Aaron Jay Young / Gay Times

I grew up wanting to become an actress and model, and there were always the two types of angels I wanted to grow up to become; a Charlie’s Angel and a Victoria Secret Angel.

One was more about strength, kicking-ass and sisterhood, while looking good. The other about sex appeal, beauty and desirability, while almost naked. Both were dreams to aspire to and something that I occasionally fantasise that I was. Like your average consumer, I was a frequent shopper at Victoria Secret. I bought all the underwear that they sold for 5 for $20. Over the years it would go up to 5 for $30. But still I bought it, I had the coveted VS Angel Card. I also bought their perfumes, sexy lingerie and some of the men I dated also felt compelled to dress me in their fantasy and would buy things for me from Victoria Secret.
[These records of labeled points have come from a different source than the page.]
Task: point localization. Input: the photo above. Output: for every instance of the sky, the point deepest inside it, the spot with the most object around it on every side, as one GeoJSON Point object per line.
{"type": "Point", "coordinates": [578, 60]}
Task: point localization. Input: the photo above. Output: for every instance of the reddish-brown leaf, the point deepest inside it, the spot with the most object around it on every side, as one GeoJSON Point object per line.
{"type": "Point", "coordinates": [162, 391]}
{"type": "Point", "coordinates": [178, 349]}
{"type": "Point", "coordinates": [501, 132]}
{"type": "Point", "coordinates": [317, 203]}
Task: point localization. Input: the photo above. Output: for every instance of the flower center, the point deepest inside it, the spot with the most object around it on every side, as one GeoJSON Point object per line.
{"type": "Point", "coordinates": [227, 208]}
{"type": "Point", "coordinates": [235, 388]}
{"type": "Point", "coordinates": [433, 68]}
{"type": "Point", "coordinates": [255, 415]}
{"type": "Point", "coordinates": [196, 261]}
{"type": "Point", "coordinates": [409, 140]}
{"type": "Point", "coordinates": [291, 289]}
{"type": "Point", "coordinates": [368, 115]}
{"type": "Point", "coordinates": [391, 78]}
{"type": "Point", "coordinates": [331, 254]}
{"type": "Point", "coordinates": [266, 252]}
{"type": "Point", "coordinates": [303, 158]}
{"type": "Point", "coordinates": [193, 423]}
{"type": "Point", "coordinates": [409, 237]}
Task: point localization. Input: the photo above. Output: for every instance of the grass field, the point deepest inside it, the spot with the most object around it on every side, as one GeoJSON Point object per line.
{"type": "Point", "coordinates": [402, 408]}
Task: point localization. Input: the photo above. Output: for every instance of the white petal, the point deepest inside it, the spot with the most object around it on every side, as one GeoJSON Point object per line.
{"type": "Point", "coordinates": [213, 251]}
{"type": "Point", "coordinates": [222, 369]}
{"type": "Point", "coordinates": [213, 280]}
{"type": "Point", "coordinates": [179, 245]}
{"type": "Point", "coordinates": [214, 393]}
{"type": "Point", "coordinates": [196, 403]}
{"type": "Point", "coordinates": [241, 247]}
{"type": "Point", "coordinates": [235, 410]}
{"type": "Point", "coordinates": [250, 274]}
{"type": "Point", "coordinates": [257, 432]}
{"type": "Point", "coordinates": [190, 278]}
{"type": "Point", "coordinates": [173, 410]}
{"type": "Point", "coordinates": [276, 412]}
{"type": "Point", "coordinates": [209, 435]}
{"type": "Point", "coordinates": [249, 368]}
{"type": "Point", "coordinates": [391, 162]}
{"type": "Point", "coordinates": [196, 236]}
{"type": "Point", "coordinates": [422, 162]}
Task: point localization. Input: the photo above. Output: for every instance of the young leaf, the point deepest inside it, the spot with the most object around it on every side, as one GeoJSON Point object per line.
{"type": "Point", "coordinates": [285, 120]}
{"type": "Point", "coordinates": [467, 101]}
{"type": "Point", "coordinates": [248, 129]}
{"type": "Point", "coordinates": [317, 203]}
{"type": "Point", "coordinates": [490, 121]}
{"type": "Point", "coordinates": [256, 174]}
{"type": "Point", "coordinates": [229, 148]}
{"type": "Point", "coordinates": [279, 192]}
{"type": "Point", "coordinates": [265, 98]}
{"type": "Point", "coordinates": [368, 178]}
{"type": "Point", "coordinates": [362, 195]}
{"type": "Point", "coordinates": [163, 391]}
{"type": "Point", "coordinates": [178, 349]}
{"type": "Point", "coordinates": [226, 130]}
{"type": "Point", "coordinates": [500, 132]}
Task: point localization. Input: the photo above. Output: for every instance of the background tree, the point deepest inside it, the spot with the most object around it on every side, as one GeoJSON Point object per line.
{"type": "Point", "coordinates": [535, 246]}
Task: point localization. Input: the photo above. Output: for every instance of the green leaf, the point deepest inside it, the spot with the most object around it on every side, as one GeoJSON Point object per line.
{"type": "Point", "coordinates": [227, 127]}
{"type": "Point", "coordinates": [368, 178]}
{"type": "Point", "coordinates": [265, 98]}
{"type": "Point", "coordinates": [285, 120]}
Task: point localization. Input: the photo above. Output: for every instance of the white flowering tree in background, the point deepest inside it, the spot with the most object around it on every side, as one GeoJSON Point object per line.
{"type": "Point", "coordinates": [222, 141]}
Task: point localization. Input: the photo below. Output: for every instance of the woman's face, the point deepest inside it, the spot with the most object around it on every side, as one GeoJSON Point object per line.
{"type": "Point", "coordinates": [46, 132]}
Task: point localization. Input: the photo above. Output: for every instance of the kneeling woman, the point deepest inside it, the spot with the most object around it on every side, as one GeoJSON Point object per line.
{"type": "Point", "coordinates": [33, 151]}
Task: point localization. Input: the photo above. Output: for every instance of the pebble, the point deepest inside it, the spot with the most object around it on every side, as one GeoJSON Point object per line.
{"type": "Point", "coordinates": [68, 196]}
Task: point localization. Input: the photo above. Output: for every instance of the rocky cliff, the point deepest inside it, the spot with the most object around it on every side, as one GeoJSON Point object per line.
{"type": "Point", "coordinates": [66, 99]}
Related: Meet four women not asking for trans representation, they’re demanding it

It’s no secret that Victoria Secret has been transphobic and discriminatory towards plus size women and transgender models because that’s actually been evident throughout decades of their existence. Proven time and time again through their advertising from the lack of the diversity and sizes on the pages of their catalog, and their predominantly white, skinny, European models in the commercials and runway shows – so it’s not like we’re surprised. But for a 70 year old man to come right out and say that transexuals and plus size women will never be cast on the annual iconic Victoria Secret runway show because what they sell is a fantasy, suggesting that we can’t sell fantasy  — pretty much destroys “the fantasy” for millions of women around the world. Congratulations, Ed Razek! You’ve just destroyed every young girl’s fantasy for themselves.


What was the point of that really? Besides confirming our suspicions and putting your brand on the list of archaic, un-evolved and out of touch businesses to avoid. What is the matter with a young trans girl or a young plus size darling dreaming and fantasising about their bodies being desired or loved? In fact, you could have benefitted from it. But too late, we’ll see to it that that doesn’t happen. Suggesting that trans women are less to be desired perpetuates the idea that trans women don’t get to be loved. And continues to shape a culture that vilifies, ostracise and murders trans women. So I must speak out on this issue because my artistic message as an actor and filmmaker has always been to shift this narrative and prove to the world that not only do we deserve to be loved but that we actually do have love in our lives. And it’s time for brands and media to catch up.

Thankfully, there are better and woke AF brands like Chromat and Marco Marco that celebrates and showcases all body types and genders on their runway. Thankfully, there are gorgeous, hardworking desirable trans models and plus size models to aspire to be. And believe me, they know how to sell fantasy.

If you are a young aspiring model or just want to see proof that you can literally be anything you ever dreamed of. Have a look at the careers of Geena Rocero, Lea T, Leyna Bloom, Trace Lysette, Carmen Carrera, Isis King, Tracy Africa, Munroe Bergdorf, Andrea Pejic, Gisele Alicea, Gigi Gorgeous, Valentina Sampaio, Laverne Cox, Candis Cayne and Rain Dove. Trust that there are many many more that I can’t think of right now or aren’t even publicly out yet. And the truth is – we don’t need Victoria Secret’s inclusion to validate our desirability. But we do need to hold them accountable for their public discrimination, prejudice and misogyny that leads to violence and deaths towards trans women and non-binary folks.

We are a targeted community and already have so much to fight. And in all honesty, trans women and plus size women are more than a fantasy. We are the vision of the future and some of the funniest and sexiest women I know. So I call upon the brands that stand with us and celebrates all body types, genders and ethnic backgrounds to use their power and platform to give us the fantasy that we deserve.